Au cours des dernières semaines, les syndicats des deux côtés du Rhin ont organisé des manifestations contre le projet de suppressions d’emplois, mais ces manifestations ont eu pour but de défendre des usines et des sites spécifiques dans leur pays respectif. Aucune action commune n’a été avancée et aucune tentative de forger la solidarité entre tous les travailleurs d’Airbus n’a été mise en avant.

A l’annonce du plan de restructuration, les principaux syndicats allemands ont aussitôt adopté un ton totalement nationaliste. Le président du conseil d’usine de l’usine Airbus d’Allemagne, Rüdiger Lütjen, a déclaré que le nouveau plan était une tentative de miner le système de contrat allemand. Il a dit que c’était « un défi lancé par la France ». Et de poursuivre, « Les Français veulent imposer des licenciements économiques à l’Allemagne… les Français ont jeté aux orties le sens de la retenue.»

Pour les dirigeants syndicaux français, la cause de la crise d’Airbus est claire : C’est la faute des travailleurs allemands. Avant l’annonce de mercredi, Jean-François Knepper, dirigeant du syndicat Force ouvrière à Toulouse et coprésident du comité d’entreprise européen Airbus, a déclaré sa conviction que « les Allemands veulent sauver les emplois allemands ». C’est l’Allemagne qui devrait subir le plus gros de la restructuration, a déclaré Knepper et de poursuivre, « si Airbus est un arbre, la France a les branches florissantes. S'il y a des branches mortes à couper, elles ne sont pas en France. »

Pour sa part, le syndicat IG Metall avait déjà indiqué qu’il accepterait le plan de restructuration, tout en faisant pression pour qu’une plus grande part des suppressions d’emplois soit imposée aux travailleurs Airbus des autres pays. Horst Niehus, dirigeant du conseil de travail pour Airbus Hambourg, a dit, « Nous voyons la nécessité de la restructuration, mais ce que nous craignons c’est qu’on puisse retirer à l’Allemagne beaucoup d’emplois. »

Suivant l’annonce du plan  Power 8, les dirigeants syndicaux des deux pays ont intensifié leur démagogie chauvine. Julien Talavan, délégué syndical de Force ouvrière à l’usine en grève de Méaulte, se plaignait que le gouvernement français n’en faisait pas assez pour protéger ses industries et exprimait le regret de voir que des emplois seraient supprimés à Toulouse plutôt qu’à l’usine de Hambourg en Allemagne.

L’appel de Talavan pour une intervention de l’Etat français a été repris par la candidate du Parti communiste à l’élection présidentielle, Marie-George Buffet, qui a fait sa propre déclaration chauvine appelant la France à reprendre le contrôle complet de son industrie aérospatiale.
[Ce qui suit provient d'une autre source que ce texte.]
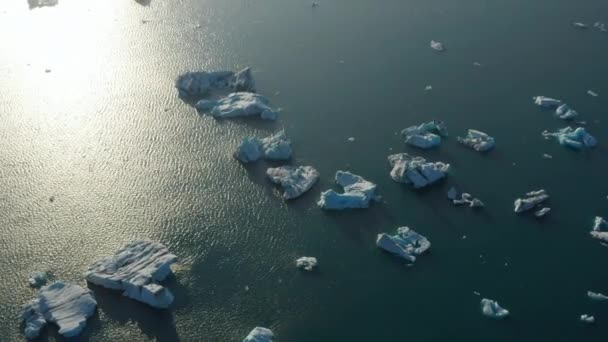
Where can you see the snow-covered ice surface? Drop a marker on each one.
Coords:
(406, 244)
(135, 269)
(306, 263)
(240, 104)
(574, 138)
(416, 170)
(490, 308)
(294, 180)
(66, 305)
(477, 140)
(358, 193)
(259, 334)
(530, 200)
(426, 135)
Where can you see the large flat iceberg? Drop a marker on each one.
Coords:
(294, 180)
(426, 135)
(406, 244)
(416, 170)
(240, 104)
(66, 305)
(358, 193)
(135, 269)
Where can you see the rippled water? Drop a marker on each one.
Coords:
(97, 150)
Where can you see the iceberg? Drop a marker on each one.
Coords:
(241, 104)
(426, 135)
(546, 102)
(358, 193)
(135, 269)
(202, 83)
(416, 170)
(531, 200)
(274, 147)
(294, 180)
(66, 305)
(259, 334)
(406, 244)
(477, 140)
(573, 138)
(490, 308)
(306, 263)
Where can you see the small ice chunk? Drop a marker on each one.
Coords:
(426, 135)
(358, 193)
(477, 140)
(546, 102)
(437, 46)
(66, 305)
(135, 269)
(531, 200)
(416, 170)
(294, 180)
(574, 138)
(491, 308)
(406, 244)
(259, 334)
(306, 263)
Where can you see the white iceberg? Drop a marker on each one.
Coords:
(531, 200)
(274, 147)
(294, 180)
(135, 269)
(546, 102)
(477, 140)
(66, 305)
(201, 83)
(490, 308)
(574, 138)
(426, 135)
(241, 104)
(306, 263)
(416, 170)
(259, 334)
(358, 193)
(406, 244)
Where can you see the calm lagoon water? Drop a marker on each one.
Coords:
(91, 119)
Pour ne pas être en reste, le syndicaliste britannique Bernie Hamilton, porte-parole du syndicat Amicus pour l’aérospatiale déclarait l’an dernier, « La Grande-Bretagne doit être le centre d’excellence pour les ailes. Les investissements et la nouvelle technologie doivent venir en Grande-Bretagne. La rumeur court qu’ils risquent de choisir l’Allemagne. »

Avec une telle explosion de chauvinisme, les syndicats trahissent les intérêts des travailleurs d’Airbus dans tous les pays concernés. Ils serrent les rangs avec leurs propres gouvernements et élites dirigeantes  en les aidant dans leur tentative de bloquer toute lutte unifiée des ouvriers et en cherchant à mobiliser les travailleurs des différents pays les uns contre les autres.

Derrière la crise à Airbus et les attaques sans précédents contre ses travailleurs il y a l’échec du système de profit capitaliste en Europe et internationalement, et l’impossibilité, sur la base du système des Etats-nations sur lequel le capitalisme est fondé, d’organiser la vie économique de manière démocratique et socialement progressive.

Les travailleurs d’Airbus doivent se rebeller contre la politique corporatiste et nationaliste des syndicats et mettre en place des comités indépendants pour s’associer à leurs collègues de travail des autres pays.  La première revendication doit être la défense de tous les emplois de tous les travailleurs. Une telle campagne doit être organisée sur la base d’une perspective internationaliste et socialiste qui défendent les emplois, les salaires et les conditions de travail en luttant pour que les grandes entreprises comme Airbus soient véritablement propriété sociale placée sous contrôle démocratique.